> We have a rather weird problem here which IBM seem to be a bit puzzled with;
> we are running:
> CICS 220.127.116.11
> AIX 4.3.2
> sybase 11.0.3.
> All of this on an RS6000 with 4 processors and 2 Gigs of RAM
> Sybase is running like a dog - basically it looks like CICS is using up all
> of the processor resources! And the best part is noone seems to know why. We
> have outsourced this project and they are all confused and we need to move
> forward, so please, if anyone out there has any suggestions please, please
> let me know.
Make yourself a command file that looks something like the following,
and call it mytrace.cmd (sorry about the line breaks ... piece this
all back together )
trace -a -B -T 10485670 -L 20971520 -j \
"001,002,106,10C,134,139,119,11a,16a,18,253,46,30D,30E" ; \
sleep 3 ; trcstop
Running this command (you'll need root access, most likely) will take
a system trace for 3 seconds or so . The "-j" says collect info for
these hook values only ... this may not be the right ones for your
instance, but these are the ones I keep lying around as a starting
point. Look in /usr/include/sys/trchkid.h for other likely victims,
noting that a hook ID of 18 actually implies hooks 180 thru 18F.

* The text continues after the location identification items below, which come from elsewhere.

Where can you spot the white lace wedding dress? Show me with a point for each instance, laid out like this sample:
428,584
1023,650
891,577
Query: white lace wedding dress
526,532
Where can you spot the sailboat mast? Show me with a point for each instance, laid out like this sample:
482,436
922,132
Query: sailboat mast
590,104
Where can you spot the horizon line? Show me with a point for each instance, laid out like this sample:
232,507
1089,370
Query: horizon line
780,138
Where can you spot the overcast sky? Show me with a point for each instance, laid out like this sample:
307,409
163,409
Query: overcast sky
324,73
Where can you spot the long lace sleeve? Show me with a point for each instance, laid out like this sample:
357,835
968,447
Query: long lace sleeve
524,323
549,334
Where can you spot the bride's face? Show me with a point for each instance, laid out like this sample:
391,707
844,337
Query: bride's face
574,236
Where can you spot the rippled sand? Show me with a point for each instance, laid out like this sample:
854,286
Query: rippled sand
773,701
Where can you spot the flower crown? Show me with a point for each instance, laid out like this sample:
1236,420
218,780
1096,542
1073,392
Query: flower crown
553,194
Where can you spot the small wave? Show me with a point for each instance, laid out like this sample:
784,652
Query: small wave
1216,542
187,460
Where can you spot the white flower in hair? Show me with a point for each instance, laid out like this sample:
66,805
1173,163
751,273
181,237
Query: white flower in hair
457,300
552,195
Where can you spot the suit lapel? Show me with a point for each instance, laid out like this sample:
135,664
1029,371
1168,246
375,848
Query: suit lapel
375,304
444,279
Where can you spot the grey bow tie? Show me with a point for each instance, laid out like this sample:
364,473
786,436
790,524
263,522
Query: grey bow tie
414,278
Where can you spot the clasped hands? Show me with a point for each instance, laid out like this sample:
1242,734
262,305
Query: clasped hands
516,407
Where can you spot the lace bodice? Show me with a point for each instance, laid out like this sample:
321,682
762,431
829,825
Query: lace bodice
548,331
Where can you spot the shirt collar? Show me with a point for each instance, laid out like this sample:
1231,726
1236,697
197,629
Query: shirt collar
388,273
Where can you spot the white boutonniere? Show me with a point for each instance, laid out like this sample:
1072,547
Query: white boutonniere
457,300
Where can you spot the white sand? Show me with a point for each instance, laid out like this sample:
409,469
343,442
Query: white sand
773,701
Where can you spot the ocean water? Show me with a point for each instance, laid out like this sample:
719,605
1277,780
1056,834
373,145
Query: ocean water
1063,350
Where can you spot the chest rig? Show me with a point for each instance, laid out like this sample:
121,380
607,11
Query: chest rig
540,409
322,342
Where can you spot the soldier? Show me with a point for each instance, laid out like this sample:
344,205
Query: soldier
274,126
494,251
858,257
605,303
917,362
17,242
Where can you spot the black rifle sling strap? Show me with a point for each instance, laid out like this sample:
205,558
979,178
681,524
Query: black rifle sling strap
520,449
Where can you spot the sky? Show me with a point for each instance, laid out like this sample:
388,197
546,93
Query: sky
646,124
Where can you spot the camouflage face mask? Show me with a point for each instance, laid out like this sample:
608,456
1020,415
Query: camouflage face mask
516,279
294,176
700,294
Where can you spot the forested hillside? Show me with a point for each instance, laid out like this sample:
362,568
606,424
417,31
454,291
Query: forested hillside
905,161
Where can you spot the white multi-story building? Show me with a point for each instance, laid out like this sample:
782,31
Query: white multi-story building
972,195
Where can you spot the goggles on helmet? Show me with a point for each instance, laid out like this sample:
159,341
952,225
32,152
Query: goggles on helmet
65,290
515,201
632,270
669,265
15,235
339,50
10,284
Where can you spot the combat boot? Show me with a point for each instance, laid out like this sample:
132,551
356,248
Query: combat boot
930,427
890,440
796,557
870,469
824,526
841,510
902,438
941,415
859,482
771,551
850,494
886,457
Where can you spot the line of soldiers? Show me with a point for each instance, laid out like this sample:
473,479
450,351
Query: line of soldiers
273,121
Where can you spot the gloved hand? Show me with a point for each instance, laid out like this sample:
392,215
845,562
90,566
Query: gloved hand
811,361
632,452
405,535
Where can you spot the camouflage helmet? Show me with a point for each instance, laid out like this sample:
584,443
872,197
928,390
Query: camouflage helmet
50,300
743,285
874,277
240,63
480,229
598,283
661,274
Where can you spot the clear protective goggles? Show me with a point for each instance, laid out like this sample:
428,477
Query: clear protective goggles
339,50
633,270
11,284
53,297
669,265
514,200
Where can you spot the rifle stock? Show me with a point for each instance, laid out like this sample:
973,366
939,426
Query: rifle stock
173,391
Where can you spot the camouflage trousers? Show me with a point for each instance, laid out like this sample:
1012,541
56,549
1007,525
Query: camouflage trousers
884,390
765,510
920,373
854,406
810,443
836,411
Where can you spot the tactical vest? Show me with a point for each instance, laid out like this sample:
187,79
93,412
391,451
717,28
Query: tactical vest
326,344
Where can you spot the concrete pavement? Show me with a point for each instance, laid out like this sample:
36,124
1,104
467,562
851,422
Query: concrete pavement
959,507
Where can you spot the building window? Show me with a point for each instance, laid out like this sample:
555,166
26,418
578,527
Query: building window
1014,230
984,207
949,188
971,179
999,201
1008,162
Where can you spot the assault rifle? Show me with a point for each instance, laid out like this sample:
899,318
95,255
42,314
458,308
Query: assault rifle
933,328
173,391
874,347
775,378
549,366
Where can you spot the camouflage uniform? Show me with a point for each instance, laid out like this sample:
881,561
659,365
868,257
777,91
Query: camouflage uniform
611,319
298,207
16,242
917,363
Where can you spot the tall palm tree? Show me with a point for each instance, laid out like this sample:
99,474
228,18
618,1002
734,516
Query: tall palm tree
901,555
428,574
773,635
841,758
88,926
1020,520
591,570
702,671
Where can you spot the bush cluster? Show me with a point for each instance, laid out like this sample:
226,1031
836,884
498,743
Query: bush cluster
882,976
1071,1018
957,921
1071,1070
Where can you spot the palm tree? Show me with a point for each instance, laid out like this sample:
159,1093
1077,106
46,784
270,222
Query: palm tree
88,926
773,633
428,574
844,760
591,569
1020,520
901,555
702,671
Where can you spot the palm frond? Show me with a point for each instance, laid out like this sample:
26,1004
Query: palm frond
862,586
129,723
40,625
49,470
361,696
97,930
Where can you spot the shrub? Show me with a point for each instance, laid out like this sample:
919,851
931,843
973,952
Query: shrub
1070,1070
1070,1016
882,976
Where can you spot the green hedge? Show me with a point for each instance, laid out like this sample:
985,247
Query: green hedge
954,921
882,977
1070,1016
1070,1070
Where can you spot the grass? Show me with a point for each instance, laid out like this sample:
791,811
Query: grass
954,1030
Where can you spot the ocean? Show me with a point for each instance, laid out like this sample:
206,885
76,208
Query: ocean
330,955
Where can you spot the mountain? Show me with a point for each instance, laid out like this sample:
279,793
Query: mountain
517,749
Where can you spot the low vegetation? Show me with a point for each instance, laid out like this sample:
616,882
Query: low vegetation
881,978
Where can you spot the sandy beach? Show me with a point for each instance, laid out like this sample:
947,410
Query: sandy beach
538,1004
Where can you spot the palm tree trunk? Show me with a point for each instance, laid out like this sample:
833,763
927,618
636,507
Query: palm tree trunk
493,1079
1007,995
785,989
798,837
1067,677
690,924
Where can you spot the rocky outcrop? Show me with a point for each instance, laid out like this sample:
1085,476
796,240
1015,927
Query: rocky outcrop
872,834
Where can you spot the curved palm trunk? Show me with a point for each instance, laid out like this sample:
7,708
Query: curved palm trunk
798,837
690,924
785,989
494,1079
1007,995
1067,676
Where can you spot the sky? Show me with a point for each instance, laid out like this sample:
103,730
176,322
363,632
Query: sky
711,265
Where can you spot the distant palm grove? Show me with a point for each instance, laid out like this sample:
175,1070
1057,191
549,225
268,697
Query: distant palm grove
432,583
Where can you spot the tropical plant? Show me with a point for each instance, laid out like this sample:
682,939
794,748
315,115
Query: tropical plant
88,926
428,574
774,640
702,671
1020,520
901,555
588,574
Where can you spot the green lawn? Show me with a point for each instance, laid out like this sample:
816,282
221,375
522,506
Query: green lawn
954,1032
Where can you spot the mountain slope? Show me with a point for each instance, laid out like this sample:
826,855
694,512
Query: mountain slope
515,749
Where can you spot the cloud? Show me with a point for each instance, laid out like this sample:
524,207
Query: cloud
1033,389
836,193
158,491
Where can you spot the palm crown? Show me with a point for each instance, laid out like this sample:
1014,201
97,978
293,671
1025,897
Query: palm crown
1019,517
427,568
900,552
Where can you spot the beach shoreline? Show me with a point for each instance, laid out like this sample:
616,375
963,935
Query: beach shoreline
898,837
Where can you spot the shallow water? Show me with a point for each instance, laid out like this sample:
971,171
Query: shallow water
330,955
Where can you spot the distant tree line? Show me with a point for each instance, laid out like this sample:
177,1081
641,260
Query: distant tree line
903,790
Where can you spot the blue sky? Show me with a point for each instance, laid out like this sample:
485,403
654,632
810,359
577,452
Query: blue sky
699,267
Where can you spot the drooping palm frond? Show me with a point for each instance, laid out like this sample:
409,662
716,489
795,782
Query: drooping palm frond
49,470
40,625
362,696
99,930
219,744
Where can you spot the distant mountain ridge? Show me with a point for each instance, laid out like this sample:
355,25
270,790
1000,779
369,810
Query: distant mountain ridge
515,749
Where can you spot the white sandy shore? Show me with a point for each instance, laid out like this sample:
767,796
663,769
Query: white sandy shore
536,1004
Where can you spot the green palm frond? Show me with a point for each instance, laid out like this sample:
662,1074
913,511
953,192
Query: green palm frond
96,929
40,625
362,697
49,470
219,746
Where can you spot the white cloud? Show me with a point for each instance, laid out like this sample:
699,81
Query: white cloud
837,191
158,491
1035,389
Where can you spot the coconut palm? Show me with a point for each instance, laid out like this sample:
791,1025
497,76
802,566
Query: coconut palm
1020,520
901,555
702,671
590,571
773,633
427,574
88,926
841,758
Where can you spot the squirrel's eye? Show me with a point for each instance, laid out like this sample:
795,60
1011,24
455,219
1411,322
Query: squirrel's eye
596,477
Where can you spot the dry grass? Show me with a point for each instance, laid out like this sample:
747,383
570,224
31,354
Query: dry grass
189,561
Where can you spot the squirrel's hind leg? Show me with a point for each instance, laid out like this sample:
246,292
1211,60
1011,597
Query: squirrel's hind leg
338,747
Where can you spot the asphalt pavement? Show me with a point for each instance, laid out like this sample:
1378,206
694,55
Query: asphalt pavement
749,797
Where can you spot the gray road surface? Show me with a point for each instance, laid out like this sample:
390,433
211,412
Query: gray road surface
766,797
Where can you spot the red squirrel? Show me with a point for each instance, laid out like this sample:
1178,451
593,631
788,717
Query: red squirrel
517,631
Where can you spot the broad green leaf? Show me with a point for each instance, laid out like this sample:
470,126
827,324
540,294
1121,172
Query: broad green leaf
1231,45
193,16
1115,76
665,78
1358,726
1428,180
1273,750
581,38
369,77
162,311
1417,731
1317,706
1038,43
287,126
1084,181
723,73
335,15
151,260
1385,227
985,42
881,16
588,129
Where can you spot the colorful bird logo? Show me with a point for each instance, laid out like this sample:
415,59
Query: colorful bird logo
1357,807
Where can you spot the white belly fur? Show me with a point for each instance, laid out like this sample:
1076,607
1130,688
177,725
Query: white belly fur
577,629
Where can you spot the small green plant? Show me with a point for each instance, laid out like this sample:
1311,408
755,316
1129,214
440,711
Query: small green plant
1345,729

Make another batch file that looks something like the following and
call it myrpt.cmd
trcrpt -x -O exec=on,pid=on,cpuid=on -o foo.output
This command file will format a human readable (for sufficently fuzzy
values of human and readable, I suppose) version of the trace and dump
it out as foo.output.
Brace yourself ... the output file will likely be huge :-) Depending
on what hooks you've chosen to collect, the output contains "the
truth, the whole, truth, and nothing but the truth" about what's going
on in your system. Unfortunately, the nugget of information your
looking for is sometimes buried in 2.6 bazzilion lines of output <smile>,
which is why I keep the command files around ... makes it easy to
re-run the trace and add or subtract HookIDs ... and since I only end
up doing this (read: get desperate enough) once every six months or so
to perform this procedure, I always forget all the magic flags ...
Look for any obvious silliness in the report.
Last time I went thru this particular pushup, I found that the
processes that were "in a loop" had actually fallen thru a
*y-weenie race condition having to do with multi-threaed signal
handling on an SMP box on 4.3.2 .
We're still working on the E-fix for this one, BTW . So look for your
looping processes , and see if they're ignoring "billions and
billions (TM)" of SIGILLs a second.
I hope this all helps more than it hurts :-)
#include <disclaimer.std> /* I don't speak for IBM ... */
/* Heck, I don't even speak for myself */
/* Don't believe me ? Ask my wife :-) */